Moreover, we found that patients with any anti-inflammatory drugs intake, especially NSAIDs, were less febrile. Hence, physicians should suspect PVO in the presence of back pain, especially if this symptom is persistent and not well controlled by pain killers.

Several studies have shown that NSAIDs use could be significantly associated with a more severe presentation of bacterial infectious disease, with a reduced chemotactism of neutrophils shown in vitro [710]. According to experimental models it could be due to late diagnosis created by NSAIDs intake instead of their anti-inflammatory activity [11]. Also, the in vivo effect of NSAIDs on granulocyte function and cytokines is controversial. It has been described that ibuprofen increases endotoxin-induced TNFα and polymorphonuclear leukocyte degranulation in vivo [12].

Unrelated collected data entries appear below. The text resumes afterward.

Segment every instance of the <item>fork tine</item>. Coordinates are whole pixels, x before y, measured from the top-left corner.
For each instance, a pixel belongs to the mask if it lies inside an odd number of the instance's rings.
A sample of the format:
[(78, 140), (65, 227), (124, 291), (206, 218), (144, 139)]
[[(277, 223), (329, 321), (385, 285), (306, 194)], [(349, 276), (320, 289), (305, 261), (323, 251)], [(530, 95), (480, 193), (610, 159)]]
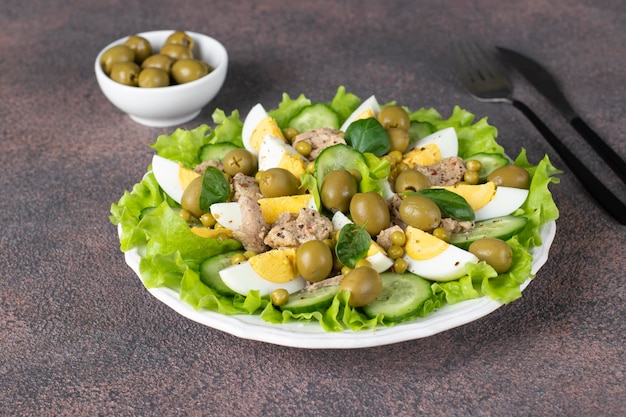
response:
[(504, 99), (511, 84), (495, 58), (474, 41), (455, 43), (455, 62), (465, 87), (481, 99)]

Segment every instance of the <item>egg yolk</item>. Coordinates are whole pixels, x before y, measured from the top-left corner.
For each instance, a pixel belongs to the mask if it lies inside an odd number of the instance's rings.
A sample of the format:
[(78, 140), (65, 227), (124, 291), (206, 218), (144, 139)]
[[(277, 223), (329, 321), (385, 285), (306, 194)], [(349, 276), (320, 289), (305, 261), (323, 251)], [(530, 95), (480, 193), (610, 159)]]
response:
[(476, 185), (459, 183), (441, 188), (463, 197), (474, 211), (486, 206), (496, 194), (496, 184), (493, 181)]
[(354, 120), (369, 119), (370, 117), (376, 117), (374, 115), (374, 111), (372, 109), (366, 109), (357, 117), (355, 117)]
[(406, 254), (416, 261), (432, 259), (449, 246), (443, 240), (412, 226), (407, 226), (405, 235)]
[(416, 165), (428, 166), (441, 161), (441, 150), (436, 143), (428, 143), (420, 148), (410, 150), (402, 158), (402, 162), (413, 168)]
[(260, 198), (261, 213), (267, 224), (275, 223), (281, 213), (300, 213), (311, 204), (311, 194), (289, 195), (284, 197)]
[(281, 284), (298, 277), (296, 249), (272, 249), (251, 257), (248, 262), (264, 279)]
[(252, 149), (258, 152), (259, 149), (261, 149), (261, 142), (263, 142), (266, 135), (275, 136), (283, 142), (286, 142), (283, 131), (278, 127), (276, 120), (272, 117), (266, 117), (259, 122), (250, 136), (250, 146), (252, 146)]
[(183, 188), (183, 190), (187, 188), (191, 181), (195, 180), (199, 176), (200, 174), (198, 174), (194, 170), (185, 168), (182, 165), (178, 168), (178, 182), (180, 183), (180, 186)]
[(278, 163), (278, 168), (286, 169), (300, 181), (300, 175), (306, 172), (306, 163), (300, 154), (285, 153)]

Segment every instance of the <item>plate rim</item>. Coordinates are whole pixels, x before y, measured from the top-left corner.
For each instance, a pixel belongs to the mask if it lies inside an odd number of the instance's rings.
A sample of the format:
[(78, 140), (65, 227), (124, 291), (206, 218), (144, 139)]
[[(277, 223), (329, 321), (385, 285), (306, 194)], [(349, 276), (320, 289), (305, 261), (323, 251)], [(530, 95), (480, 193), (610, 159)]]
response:
[[(536, 275), (548, 260), (550, 247), (556, 236), (556, 221), (552, 220), (544, 224), (539, 233), (542, 240), (541, 246), (529, 250), (533, 257), (531, 275)], [(126, 264), (143, 284), (139, 272), (140, 258), (136, 248), (124, 253)], [(529, 277), (520, 289), (523, 291), (532, 279)], [(202, 325), (241, 339), (303, 349), (368, 348), (422, 339), (476, 321), (504, 305), (483, 296), (456, 304), (446, 304), (424, 318), (416, 318), (395, 326), (379, 326), (372, 330), (346, 329), (341, 332), (327, 332), (318, 322), (272, 324), (263, 321), (259, 315), (229, 316), (209, 310), (195, 310), (191, 305), (180, 300), (178, 292), (170, 288), (158, 287), (147, 288), (147, 290), (153, 297), (178, 314)]]

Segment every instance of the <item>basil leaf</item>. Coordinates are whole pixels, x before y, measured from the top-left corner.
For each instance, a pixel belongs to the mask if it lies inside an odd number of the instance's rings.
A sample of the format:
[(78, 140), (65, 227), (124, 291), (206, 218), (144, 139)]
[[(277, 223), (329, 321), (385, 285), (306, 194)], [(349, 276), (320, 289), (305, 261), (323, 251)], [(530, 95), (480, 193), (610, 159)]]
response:
[(345, 266), (354, 268), (356, 262), (367, 255), (371, 243), (370, 234), (364, 228), (354, 223), (347, 224), (339, 232), (335, 248), (337, 258)]
[(200, 210), (209, 211), (211, 204), (222, 203), (230, 197), (230, 183), (224, 173), (215, 167), (207, 167), (202, 176)]
[(439, 206), (439, 210), (441, 210), (441, 217), (452, 217), (462, 221), (474, 220), (472, 207), (463, 197), (452, 191), (442, 188), (428, 188), (418, 191), (417, 194), (433, 200)]
[(348, 145), (361, 153), (383, 156), (389, 151), (389, 136), (383, 125), (373, 117), (350, 123), (344, 137)]

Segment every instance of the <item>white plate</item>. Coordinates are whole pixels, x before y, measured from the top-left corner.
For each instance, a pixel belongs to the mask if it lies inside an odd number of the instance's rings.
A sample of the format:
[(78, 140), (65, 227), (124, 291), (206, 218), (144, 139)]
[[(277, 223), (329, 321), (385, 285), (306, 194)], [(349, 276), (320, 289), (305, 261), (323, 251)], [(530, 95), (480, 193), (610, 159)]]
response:
[[(555, 233), (556, 223), (553, 221), (541, 229), (543, 245), (530, 250), (533, 256), (532, 274), (536, 274), (548, 260), (548, 252)], [(141, 278), (140, 256), (137, 251), (126, 252), (125, 258), (126, 263)], [(530, 278), (522, 284), (521, 289), (526, 288), (529, 283)], [(214, 329), (243, 339), (309, 349), (365, 348), (420, 339), (478, 320), (503, 305), (491, 298), (481, 297), (457, 304), (447, 304), (424, 318), (416, 318), (393, 327), (378, 327), (358, 332), (350, 330), (325, 332), (317, 322), (271, 324), (263, 321), (258, 315), (225, 316), (212, 311), (196, 311), (180, 300), (178, 292), (169, 288), (152, 288), (148, 291), (179, 314)]]

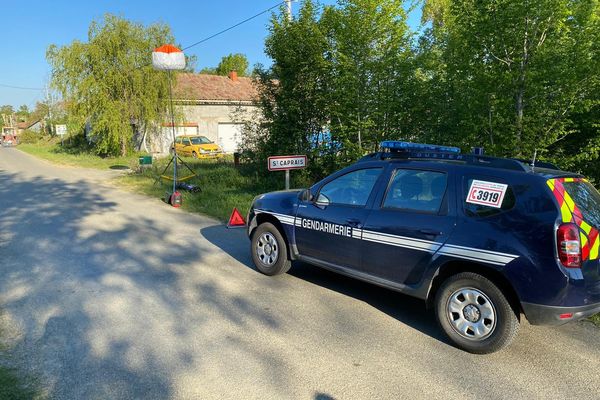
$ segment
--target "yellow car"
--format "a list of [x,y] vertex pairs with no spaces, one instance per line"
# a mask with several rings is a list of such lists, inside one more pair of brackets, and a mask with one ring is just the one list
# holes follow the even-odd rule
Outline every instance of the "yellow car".
[[217,158],[223,150],[205,136],[178,136],[175,139],[177,154],[194,158]]

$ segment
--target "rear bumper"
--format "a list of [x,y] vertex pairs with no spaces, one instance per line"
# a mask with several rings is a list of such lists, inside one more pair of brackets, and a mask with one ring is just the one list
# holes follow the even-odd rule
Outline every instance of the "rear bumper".
[[[557,307],[521,303],[527,320],[532,325],[563,325],[600,313],[600,303],[579,307]],[[571,314],[571,316],[568,316]],[[561,318],[563,316],[563,318]]]

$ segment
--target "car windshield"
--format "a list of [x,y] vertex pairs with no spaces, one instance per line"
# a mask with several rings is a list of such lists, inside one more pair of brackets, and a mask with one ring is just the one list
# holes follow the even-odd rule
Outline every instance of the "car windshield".
[[600,193],[591,183],[585,180],[564,182],[565,190],[583,215],[583,220],[590,225],[600,227]]
[[210,144],[212,143],[207,137],[204,136],[194,136],[191,137],[190,140],[192,144]]

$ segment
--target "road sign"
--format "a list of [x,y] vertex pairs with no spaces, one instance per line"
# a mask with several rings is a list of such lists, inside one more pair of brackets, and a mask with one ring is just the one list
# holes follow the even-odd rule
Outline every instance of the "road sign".
[[272,156],[268,159],[269,171],[285,171],[285,188],[290,188],[290,169],[306,168],[306,156]]
[[285,171],[306,168],[306,156],[269,157],[269,171]]
[[57,136],[64,136],[67,134],[67,126],[66,125],[54,125],[54,129],[56,130]]

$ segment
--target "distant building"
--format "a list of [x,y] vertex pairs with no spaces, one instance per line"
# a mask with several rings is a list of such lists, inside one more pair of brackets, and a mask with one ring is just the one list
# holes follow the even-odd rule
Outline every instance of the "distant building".
[[23,131],[33,131],[41,133],[44,130],[44,123],[41,119],[32,119],[25,122],[17,123],[17,135],[23,133]]
[[[173,88],[176,113],[183,122],[176,123],[176,135],[203,135],[233,153],[241,141],[241,126],[257,110],[258,91],[251,78],[180,73]],[[162,124],[159,140],[152,150],[166,152],[172,142],[171,124]]]

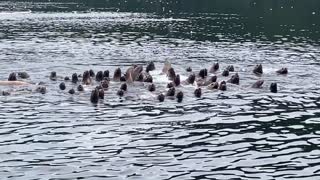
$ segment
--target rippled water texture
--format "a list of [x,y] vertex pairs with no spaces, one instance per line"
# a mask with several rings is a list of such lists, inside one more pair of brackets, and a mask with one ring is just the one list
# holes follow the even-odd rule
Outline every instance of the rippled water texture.
[[[12,91],[0,96],[1,179],[320,178],[317,30],[281,26],[288,31],[279,32],[292,33],[270,32],[238,14],[167,17],[0,5],[1,80],[27,71],[29,81],[45,81],[48,88],[42,95],[0,87]],[[166,60],[183,78],[188,66],[198,71],[216,61],[222,68],[233,64],[240,85],[228,84],[226,92],[203,89],[202,98],[193,96],[195,87],[183,86],[182,103],[159,103]],[[156,93],[135,83],[119,99],[113,83],[98,105],[89,101],[92,87],[69,95],[59,90],[60,80],[48,79],[51,71],[113,72],[149,61],[157,68]],[[258,63],[261,77],[252,74]],[[276,75],[281,67],[288,67],[287,76]],[[252,89],[258,79],[265,80],[263,88]],[[271,82],[279,93],[269,92]]]

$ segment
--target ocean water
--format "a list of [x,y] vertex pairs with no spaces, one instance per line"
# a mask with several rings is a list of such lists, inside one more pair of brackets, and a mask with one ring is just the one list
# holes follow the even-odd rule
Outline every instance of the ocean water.
[[[319,24],[313,20],[320,12],[305,10],[310,17],[294,21],[281,16],[281,7],[279,19],[121,7],[0,3],[0,79],[26,71],[28,82],[44,82],[48,90],[0,86],[11,92],[0,96],[1,179],[320,178]],[[59,90],[72,73],[112,74],[150,61],[153,93],[136,82],[119,98],[120,83],[111,82],[95,105],[96,82],[75,95]],[[167,91],[166,61],[182,80],[187,67],[197,72],[215,62],[218,80],[227,80],[221,71],[234,65],[240,85],[228,84],[225,92],[203,87],[201,98],[194,97],[195,86],[183,85],[181,103],[161,103],[156,96]],[[263,65],[262,76],[252,73],[256,64]],[[288,75],[275,73],[282,67]],[[51,71],[61,78],[50,81]],[[251,88],[259,79],[263,87]],[[269,91],[273,82],[278,93]]]

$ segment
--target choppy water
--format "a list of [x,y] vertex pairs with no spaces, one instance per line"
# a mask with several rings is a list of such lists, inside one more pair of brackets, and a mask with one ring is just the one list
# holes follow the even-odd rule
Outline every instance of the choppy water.
[[[18,10],[0,12],[0,77],[27,71],[48,93],[1,87],[14,91],[0,96],[1,179],[319,178],[319,32],[252,33],[237,14]],[[188,66],[233,64],[241,84],[198,99],[184,86],[182,103],[159,103],[166,60],[182,76]],[[156,93],[136,83],[119,99],[113,83],[98,105],[89,90],[69,95],[48,80],[51,71],[113,72],[148,61],[157,66]],[[251,73],[257,63],[262,77]],[[283,66],[289,74],[276,75]],[[250,88],[257,79],[264,87]],[[269,93],[271,82],[279,93]]]

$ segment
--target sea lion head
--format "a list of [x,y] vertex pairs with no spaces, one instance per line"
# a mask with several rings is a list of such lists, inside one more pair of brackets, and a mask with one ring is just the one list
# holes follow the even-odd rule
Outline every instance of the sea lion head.
[[148,83],[152,83],[153,82],[153,78],[150,74],[147,74],[144,79],[143,82],[148,82]]
[[69,76],[64,77],[64,80],[65,80],[65,81],[70,81]]
[[94,89],[91,91],[90,101],[92,103],[98,103],[98,101],[99,101],[99,90],[98,89]]
[[21,79],[28,79],[30,76],[27,72],[18,72],[18,76],[21,78]]
[[45,94],[47,92],[47,88],[45,86],[38,86],[36,88],[36,92],[41,93],[41,94]]
[[156,67],[154,66],[154,62],[151,61],[148,63],[148,65],[146,67],[146,72],[153,71],[155,69],[156,69]]
[[120,77],[120,81],[121,81],[121,82],[126,82],[126,76],[121,76],[121,77]]
[[117,69],[114,71],[113,79],[114,79],[115,81],[120,81],[120,77],[121,77],[121,69],[120,69],[120,68],[117,68]]
[[221,91],[227,90],[227,83],[225,81],[220,82],[219,90],[221,90]]
[[179,91],[176,95],[177,101],[180,103],[183,100],[183,92]]
[[200,98],[201,95],[202,95],[201,88],[195,89],[195,90],[194,90],[194,95],[195,95],[197,98]]
[[172,87],[174,87],[174,83],[173,83],[173,82],[169,82],[169,83],[167,84],[167,88],[172,88]]
[[191,67],[187,67],[186,71],[187,72],[192,72],[192,68]]
[[278,74],[288,74],[288,68],[281,68],[277,71]]
[[209,82],[211,82],[211,83],[217,82],[217,76],[211,76],[209,79]]
[[127,83],[121,84],[120,89],[123,90],[123,91],[127,91],[127,90],[128,90],[128,85],[127,85]]
[[174,80],[174,78],[176,77],[176,72],[173,68],[168,69],[167,76],[169,77],[169,80]]
[[208,89],[218,89],[219,88],[219,83],[218,82],[213,82],[209,84]]
[[179,86],[180,85],[180,75],[179,74],[176,75],[176,77],[174,78],[173,82],[174,82],[175,86]]
[[236,73],[236,74],[232,75],[231,78],[228,80],[228,82],[231,84],[239,84],[240,83],[239,74]]
[[75,94],[76,91],[72,88],[72,89],[70,89],[70,90],[68,91],[68,93],[69,93],[69,94]]
[[96,81],[100,82],[103,79],[103,72],[102,71],[98,71],[96,74]]
[[94,71],[92,69],[89,70],[89,74],[90,74],[90,77],[94,77],[95,76]]
[[91,83],[91,76],[90,76],[90,71],[85,71],[83,72],[83,75],[82,75],[82,83],[83,84],[90,84]]
[[101,81],[101,87],[102,87],[103,89],[108,89],[108,87],[109,87],[109,81],[107,81],[107,80]]
[[261,64],[256,65],[256,66],[253,68],[253,73],[255,73],[255,74],[257,74],[257,75],[263,74],[262,65],[261,65]]
[[52,71],[52,72],[50,73],[50,79],[51,79],[52,81],[56,81],[56,80],[57,80],[57,73],[56,73],[55,71]]
[[109,75],[110,75],[109,70],[105,70],[105,71],[103,72],[103,77],[104,77],[104,78],[109,78]]
[[176,92],[176,89],[174,87],[169,88],[167,91],[167,96],[174,96]]
[[153,92],[153,91],[156,90],[156,86],[155,86],[154,84],[150,84],[150,85],[148,86],[148,90],[151,91],[151,92]]
[[204,79],[205,77],[208,76],[208,70],[207,70],[207,69],[201,69],[201,70],[199,71],[199,76],[200,76],[202,79]]
[[59,88],[60,88],[61,90],[65,90],[65,89],[66,89],[66,84],[65,84],[64,82],[60,83],[60,84],[59,84]]
[[226,69],[227,69],[229,72],[234,72],[234,67],[233,67],[233,65],[229,65]]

Here, anti-inflammatory drugs seem not to be an aggravating circumstance.

This can be explained by the chronic characteristic of bone and joint infection, particularly PVO, and the usual slow replication of microorganism.

To our knowledge, our study is the first that studied the impact of anti-inflammatory drugs on the diagnosis delay and complications of PVO.

Although our study was conducted on a small number of patients and NSAIDs and corticosteroid intake were retrospectively collected and only qualitative, our results are reassuring. Ethically, no trial could be performed on this topic and we need large cohorts to confirm these preliminary data. Nevertheless, we still have to be precautious about prescribing NSAIDs or corticosteroids for back pain if PVO is not formally excluded.

5. Conclusion

Intake of anti-inflammatory drugs does not seem to have any significant impact on the diagnosis delay of PVO, the severity of its presentation, the incidence of its complications, and outcome. They could be prescribed for afebrile back pain, even if it is due to PVO. Further data are needed to confirm this trend due to our limited sample size and low statistical power.

Competing Interests

The authors declare that there is no conflict of interests regarding the publication of this paper.


The authors thank the patients and Elodie Choisy. This study was supported by internal funding.